De son côté, la cheffe de Bureau du Conseil de l’Europe au Maroc, Carmen Morte Gomez, a relevé que la Convention de Lanzarote était considérée comme l’une des plus complètes au sujet de la protection des enfants des formes d’exploitation et d’agression sexuelles, indiquant que ce document est “un modèle à suivre pour tous les pays ayant développé des lois et des politiques de prévention contre l’exploitation et l’agression des enfants”.
“La Convention de Lanzarote permet également de protéger les victimes, de sévir contre les agresseurs et de renforcer la coopération nationale et internationale, en plus de fournir une base légale au partenariat entre les différents pays membres”, a-t-elle fait savoir.
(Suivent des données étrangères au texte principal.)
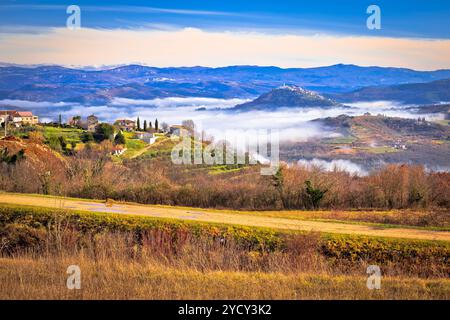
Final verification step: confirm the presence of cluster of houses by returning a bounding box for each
[0,110,39,128]
[0,110,184,144]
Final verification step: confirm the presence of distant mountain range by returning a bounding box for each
[233,85,339,112]
[329,79,450,104]
[0,64,450,104]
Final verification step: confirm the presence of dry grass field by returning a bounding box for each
[0,193,450,300]
[0,193,450,241]
[0,257,450,299]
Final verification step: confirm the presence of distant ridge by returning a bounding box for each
[0,64,450,104]
[233,85,339,111]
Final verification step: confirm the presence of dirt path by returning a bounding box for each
[0,193,450,241]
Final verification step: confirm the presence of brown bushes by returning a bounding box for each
[0,146,450,210]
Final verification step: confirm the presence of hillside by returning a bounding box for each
[330,79,450,104]
[0,137,65,170]
[0,64,450,104]
[280,115,450,170]
[232,85,339,111]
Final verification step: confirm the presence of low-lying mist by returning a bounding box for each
[0,97,440,141]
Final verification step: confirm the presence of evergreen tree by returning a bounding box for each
[136,117,141,131]
[305,180,328,209]
[114,131,125,144]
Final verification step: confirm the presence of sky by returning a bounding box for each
[0,0,450,70]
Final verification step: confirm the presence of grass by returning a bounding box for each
[359,146,398,154]
[0,256,450,300]
[323,136,358,144]
[0,205,450,299]
[0,205,450,262]
[43,126,83,143]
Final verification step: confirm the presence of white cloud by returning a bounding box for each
[0,28,450,70]
[297,158,368,176]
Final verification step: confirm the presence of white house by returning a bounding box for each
[136,132,156,144]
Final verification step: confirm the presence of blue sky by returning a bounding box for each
[0,0,450,70]
[0,0,450,39]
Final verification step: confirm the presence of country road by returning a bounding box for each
[0,193,450,241]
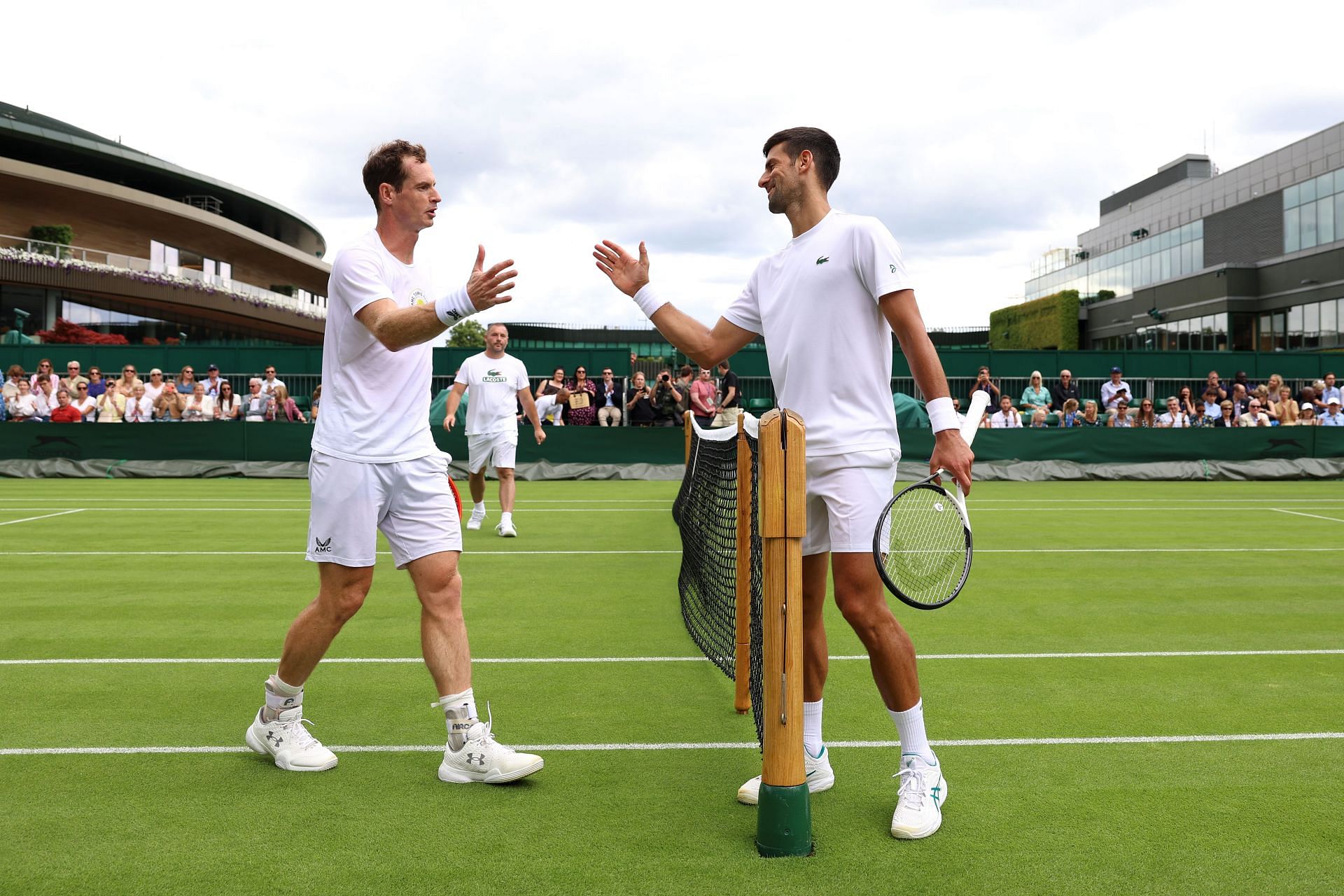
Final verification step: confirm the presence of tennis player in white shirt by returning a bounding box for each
[246,140,542,783]
[594,127,973,839]
[444,323,546,539]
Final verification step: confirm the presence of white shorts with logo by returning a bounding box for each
[466,428,517,473]
[308,451,462,568]
[802,449,900,556]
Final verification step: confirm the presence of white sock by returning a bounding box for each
[802,700,822,759]
[887,700,938,766]
[262,674,304,722]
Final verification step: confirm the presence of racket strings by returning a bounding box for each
[879,486,969,605]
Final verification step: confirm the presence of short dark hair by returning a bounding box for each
[761,127,840,190]
[364,140,425,209]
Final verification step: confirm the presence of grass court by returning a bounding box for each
[0,479,1344,895]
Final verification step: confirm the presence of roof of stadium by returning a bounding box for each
[0,102,327,258]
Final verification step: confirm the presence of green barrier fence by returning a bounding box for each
[0,423,1344,465]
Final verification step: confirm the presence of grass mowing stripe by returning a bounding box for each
[0,649,1344,666]
[0,731,1344,756]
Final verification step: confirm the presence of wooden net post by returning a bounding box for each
[732,414,751,712]
[757,410,812,857]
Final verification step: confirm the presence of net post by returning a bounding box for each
[732,414,751,713]
[757,408,812,857]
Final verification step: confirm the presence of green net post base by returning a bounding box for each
[757,783,812,858]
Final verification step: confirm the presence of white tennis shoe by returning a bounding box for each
[738,747,836,806]
[891,754,948,839]
[438,716,546,785]
[244,706,336,771]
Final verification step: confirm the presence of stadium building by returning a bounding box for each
[0,102,330,345]
[1026,124,1344,352]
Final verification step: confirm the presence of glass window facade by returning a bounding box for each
[1027,219,1204,300]
[1284,168,1344,253]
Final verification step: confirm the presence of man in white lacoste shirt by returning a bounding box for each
[244,140,543,783]
[594,127,973,839]
[444,323,546,539]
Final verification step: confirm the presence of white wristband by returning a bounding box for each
[634,284,668,318]
[925,395,961,433]
[434,286,476,326]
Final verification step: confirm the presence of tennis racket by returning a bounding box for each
[872,392,989,610]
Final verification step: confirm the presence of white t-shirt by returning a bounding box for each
[312,230,438,463]
[456,352,528,435]
[723,211,913,456]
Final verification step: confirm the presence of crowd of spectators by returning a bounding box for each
[957,367,1344,430]
[0,358,323,423]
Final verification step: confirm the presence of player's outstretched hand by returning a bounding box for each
[466,246,517,312]
[593,239,649,298]
[929,430,976,494]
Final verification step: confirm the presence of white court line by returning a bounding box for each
[0,649,1344,666]
[1271,507,1344,523]
[0,731,1344,756]
[0,507,85,525]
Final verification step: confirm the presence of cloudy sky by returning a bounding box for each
[0,0,1344,340]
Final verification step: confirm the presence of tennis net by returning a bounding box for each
[672,414,764,740]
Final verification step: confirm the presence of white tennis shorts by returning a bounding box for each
[802,449,900,556]
[308,451,462,570]
[466,428,517,473]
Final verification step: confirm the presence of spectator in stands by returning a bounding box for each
[1239,398,1268,426]
[1018,371,1050,415]
[181,383,215,423]
[625,371,654,426]
[260,364,286,395]
[98,380,126,423]
[1204,371,1227,400]
[71,382,98,423]
[6,379,42,423]
[89,367,108,398]
[1050,371,1084,411]
[215,380,244,423]
[970,367,1000,406]
[174,364,196,396]
[270,386,308,423]
[145,367,164,405]
[28,357,57,389]
[989,395,1021,430]
[155,383,187,423]
[1149,395,1189,430]
[0,364,24,402]
[244,376,276,423]
[32,376,57,422]
[536,367,570,426]
[51,388,83,423]
[714,361,742,426]
[125,383,155,423]
[564,365,596,426]
[60,361,89,399]
[204,364,227,399]
[113,364,145,398]
[652,370,688,426]
[1320,395,1344,426]
[1100,367,1134,411]
[596,367,621,426]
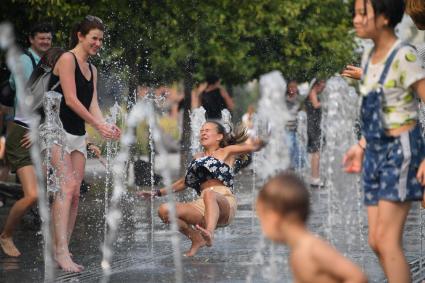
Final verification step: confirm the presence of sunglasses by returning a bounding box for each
[85,15,103,24]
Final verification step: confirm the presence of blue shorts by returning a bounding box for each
[363,126,424,205]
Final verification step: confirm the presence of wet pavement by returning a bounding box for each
[0,162,422,283]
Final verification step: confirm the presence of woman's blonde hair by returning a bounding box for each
[406,0,425,29]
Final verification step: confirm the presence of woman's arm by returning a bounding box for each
[412,79,425,103]
[55,52,102,129]
[223,139,265,159]
[158,178,186,196]
[308,87,321,109]
[219,86,235,110]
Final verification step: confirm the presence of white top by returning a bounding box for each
[360,40,425,129]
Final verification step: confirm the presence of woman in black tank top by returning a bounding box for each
[50,16,121,272]
[192,76,234,120]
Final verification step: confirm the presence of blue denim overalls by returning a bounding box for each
[360,43,424,205]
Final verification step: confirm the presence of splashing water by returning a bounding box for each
[247,71,290,282]
[320,77,367,262]
[190,107,206,155]
[38,91,65,194]
[101,100,182,283]
[103,102,121,243]
[0,23,55,282]
[254,71,290,181]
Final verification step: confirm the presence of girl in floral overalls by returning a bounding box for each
[344,0,425,283]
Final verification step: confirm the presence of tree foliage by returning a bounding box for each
[0,0,353,84]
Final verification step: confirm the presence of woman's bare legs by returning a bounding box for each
[196,190,230,247]
[0,165,37,257]
[158,203,205,256]
[68,151,86,245]
[368,200,411,283]
[52,146,83,272]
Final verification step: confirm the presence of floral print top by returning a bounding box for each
[360,40,425,129]
[185,156,235,195]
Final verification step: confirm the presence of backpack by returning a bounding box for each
[27,47,65,112]
[0,50,36,107]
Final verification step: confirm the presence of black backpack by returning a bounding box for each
[0,50,37,107]
[26,47,65,116]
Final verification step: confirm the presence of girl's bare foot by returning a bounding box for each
[0,236,21,257]
[196,224,214,247]
[55,253,84,273]
[184,231,206,257]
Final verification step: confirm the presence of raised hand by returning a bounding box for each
[341,65,363,80]
[136,191,156,199]
[21,132,32,148]
[342,144,364,173]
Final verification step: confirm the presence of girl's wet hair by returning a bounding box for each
[258,171,310,223]
[406,0,425,27]
[363,0,405,28]
[69,15,105,49]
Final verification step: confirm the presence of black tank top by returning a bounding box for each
[49,52,94,136]
[201,88,227,119]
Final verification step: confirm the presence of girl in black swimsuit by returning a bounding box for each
[50,16,121,272]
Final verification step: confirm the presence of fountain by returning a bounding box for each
[0,23,55,282]
[101,100,182,283]
[247,71,289,282]
[38,91,65,194]
[103,102,121,242]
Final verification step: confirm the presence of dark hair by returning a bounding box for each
[205,74,220,85]
[406,0,425,28]
[205,120,248,147]
[69,15,105,49]
[363,0,405,28]
[27,47,65,86]
[29,23,53,38]
[258,171,310,223]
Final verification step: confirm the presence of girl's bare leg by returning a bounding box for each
[158,203,206,256]
[68,151,86,244]
[0,165,37,257]
[196,190,230,247]
[52,146,82,272]
[375,200,411,283]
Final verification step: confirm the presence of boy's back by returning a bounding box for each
[289,234,366,283]
[257,172,367,283]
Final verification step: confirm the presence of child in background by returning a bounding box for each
[257,172,367,283]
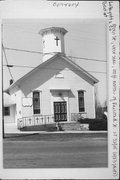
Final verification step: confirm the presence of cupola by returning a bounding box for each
[39,27,67,62]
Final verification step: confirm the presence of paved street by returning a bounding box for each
[3,133,108,168]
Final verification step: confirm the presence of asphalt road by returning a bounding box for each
[3,134,108,168]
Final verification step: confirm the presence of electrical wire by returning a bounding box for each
[3,64,106,74]
[4,47,106,62]
[2,44,14,81]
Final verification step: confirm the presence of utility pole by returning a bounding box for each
[1,24,5,139]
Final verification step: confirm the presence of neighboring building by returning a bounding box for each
[4,27,98,128]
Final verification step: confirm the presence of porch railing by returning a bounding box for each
[17,115,55,129]
[17,113,83,129]
[71,113,86,122]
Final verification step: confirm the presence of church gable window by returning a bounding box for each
[78,90,85,112]
[33,91,40,114]
[55,73,64,78]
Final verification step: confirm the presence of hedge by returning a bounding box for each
[78,118,107,131]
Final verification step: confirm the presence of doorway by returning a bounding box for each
[54,101,67,122]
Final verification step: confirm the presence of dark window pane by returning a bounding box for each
[33,92,40,114]
[4,107,10,116]
[78,91,85,112]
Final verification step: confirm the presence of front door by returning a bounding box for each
[54,101,67,122]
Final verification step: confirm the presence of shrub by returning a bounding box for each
[78,118,107,131]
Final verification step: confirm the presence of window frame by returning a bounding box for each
[32,90,41,115]
[4,106,10,116]
[78,89,86,113]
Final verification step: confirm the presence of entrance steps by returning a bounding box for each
[60,122,89,131]
[20,122,89,132]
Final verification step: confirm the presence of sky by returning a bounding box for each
[3,19,107,105]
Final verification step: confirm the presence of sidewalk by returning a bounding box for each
[5,123,107,134]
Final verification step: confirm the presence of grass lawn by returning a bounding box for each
[3,133,108,168]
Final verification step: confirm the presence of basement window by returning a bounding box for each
[4,107,10,116]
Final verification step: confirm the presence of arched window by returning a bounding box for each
[33,91,40,114]
[78,90,85,112]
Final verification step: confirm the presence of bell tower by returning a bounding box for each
[39,27,67,62]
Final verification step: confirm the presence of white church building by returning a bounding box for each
[4,27,98,127]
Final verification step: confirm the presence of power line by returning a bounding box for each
[2,44,14,81]
[3,65,106,74]
[4,47,106,62]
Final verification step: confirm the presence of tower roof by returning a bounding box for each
[39,27,68,36]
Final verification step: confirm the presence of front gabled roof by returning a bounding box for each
[5,53,99,92]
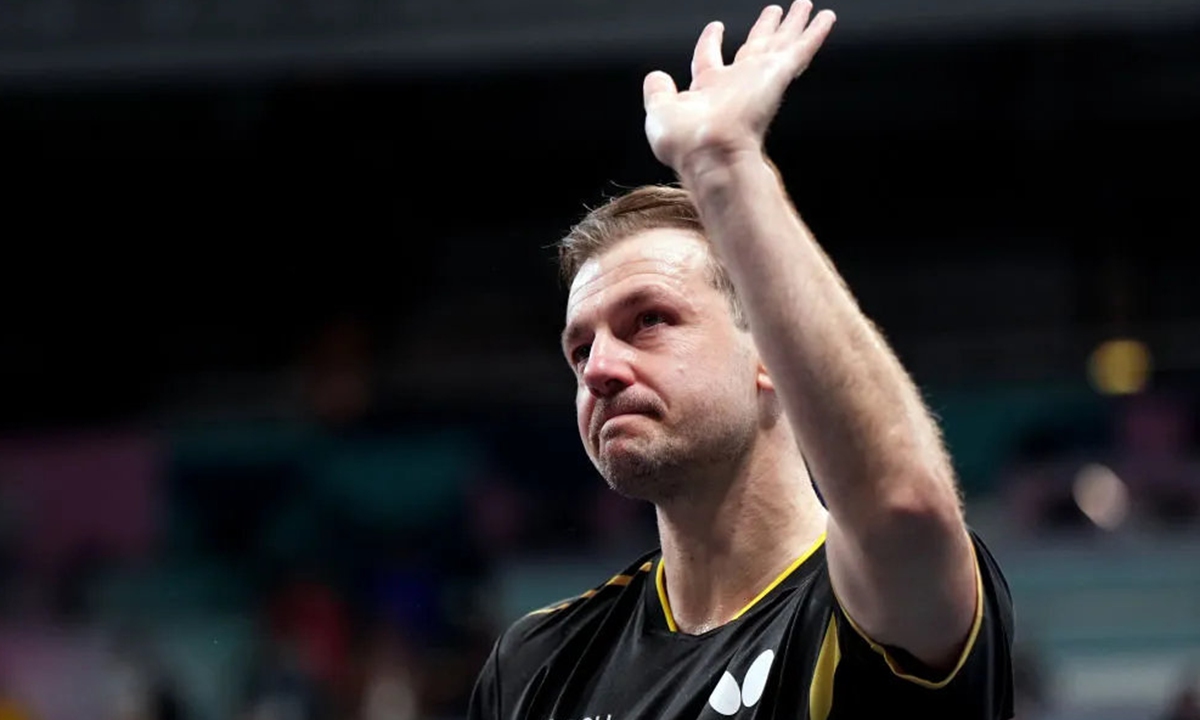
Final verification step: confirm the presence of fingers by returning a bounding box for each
[691,22,725,80]
[794,10,838,74]
[642,70,678,109]
[779,0,812,41]
[746,5,784,44]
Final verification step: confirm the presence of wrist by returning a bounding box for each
[677,146,778,194]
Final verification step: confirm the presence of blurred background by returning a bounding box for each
[0,0,1200,720]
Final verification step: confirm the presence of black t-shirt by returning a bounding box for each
[468,534,1013,720]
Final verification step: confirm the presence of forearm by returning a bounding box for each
[682,154,977,668]
[682,154,956,527]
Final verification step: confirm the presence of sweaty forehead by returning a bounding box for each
[566,228,709,308]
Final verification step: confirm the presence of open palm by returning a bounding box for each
[643,0,835,173]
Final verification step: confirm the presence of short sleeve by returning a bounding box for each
[829,533,1013,720]
[467,640,502,720]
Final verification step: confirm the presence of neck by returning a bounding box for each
[656,433,826,635]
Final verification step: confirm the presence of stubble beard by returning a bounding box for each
[595,415,752,505]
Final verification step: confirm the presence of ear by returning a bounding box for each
[755,362,775,392]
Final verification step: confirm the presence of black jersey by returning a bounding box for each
[468,535,1013,720]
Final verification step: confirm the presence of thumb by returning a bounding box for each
[642,70,678,108]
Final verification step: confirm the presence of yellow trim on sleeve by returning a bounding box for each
[834,554,984,690]
[809,617,841,720]
[654,533,826,632]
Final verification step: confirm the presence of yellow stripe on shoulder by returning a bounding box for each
[524,560,653,617]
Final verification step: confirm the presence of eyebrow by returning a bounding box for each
[560,288,665,350]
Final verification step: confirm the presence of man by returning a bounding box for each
[469,0,1012,720]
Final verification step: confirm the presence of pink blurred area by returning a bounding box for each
[0,431,162,576]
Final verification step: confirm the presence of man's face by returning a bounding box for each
[563,229,758,502]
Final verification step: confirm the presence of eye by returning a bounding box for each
[637,312,667,328]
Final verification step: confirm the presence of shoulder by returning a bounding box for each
[484,550,659,674]
[830,530,1013,718]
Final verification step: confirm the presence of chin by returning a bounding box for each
[598,451,679,503]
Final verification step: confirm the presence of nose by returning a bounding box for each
[583,335,634,397]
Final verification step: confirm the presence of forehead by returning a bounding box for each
[566,228,710,317]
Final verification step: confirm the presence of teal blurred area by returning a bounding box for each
[0,374,1200,720]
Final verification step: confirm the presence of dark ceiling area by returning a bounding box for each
[0,28,1200,420]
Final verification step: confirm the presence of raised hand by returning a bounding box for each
[643,0,835,174]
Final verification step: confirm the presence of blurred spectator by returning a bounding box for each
[356,622,421,720]
[242,637,331,720]
[269,575,350,689]
[1162,668,1200,720]
[1013,644,1050,720]
[0,676,37,720]
[301,318,374,426]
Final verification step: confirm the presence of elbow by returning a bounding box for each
[870,472,965,545]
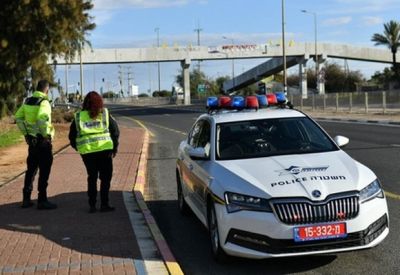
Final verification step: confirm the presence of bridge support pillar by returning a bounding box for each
[317,56,326,95]
[297,57,308,99]
[181,58,190,105]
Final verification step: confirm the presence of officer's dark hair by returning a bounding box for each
[36,79,50,92]
[82,91,103,119]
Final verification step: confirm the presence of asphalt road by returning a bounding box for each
[112,106,400,274]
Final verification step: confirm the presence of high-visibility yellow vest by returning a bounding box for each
[75,108,114,155]
[15,91,54,138]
En outre, la cheffe de Bureau du Conseil de l’Europe au Maroc a expliqué que les actes d’exploitation et d’agression sexuelles des enfants peuvent avoir lieu à la maison, à l’école ainsi que dans d’autres espaces fréquentés par les enfants, soulignant qu’entre 70 et 85 % des agressions sont perpétrées par des individus proches de l’enfant, ce qui engendre des séquelles physiques et psychologiques pouvant durer tout au long de la vie.
Morte Gomez a aussi noté que 90 % des agressions ne sont pas déclarées à la police, tandis que les enfants ayant la capacité de parler de l’agression qu’ils ont subie se heurtent à la complexité des mesures administratives et légales en plus de la difficulté d’accéder aux soins nécessaires.
Cet atelier s’inscrit dans le cadre des efforts déployés par la présidence du Ministère public dans le domaine de la protection des enfants victimes d’exploitation et d’agression sexuelles, la promotion des meilleures pratiques en la matière et la mise en lumière des dispositions de la Convention du Conseil de l’Europe sur la protection des enfants contre l’exploitation et les abus sexuels (Convention de Lanzarote), adoptée en 2007.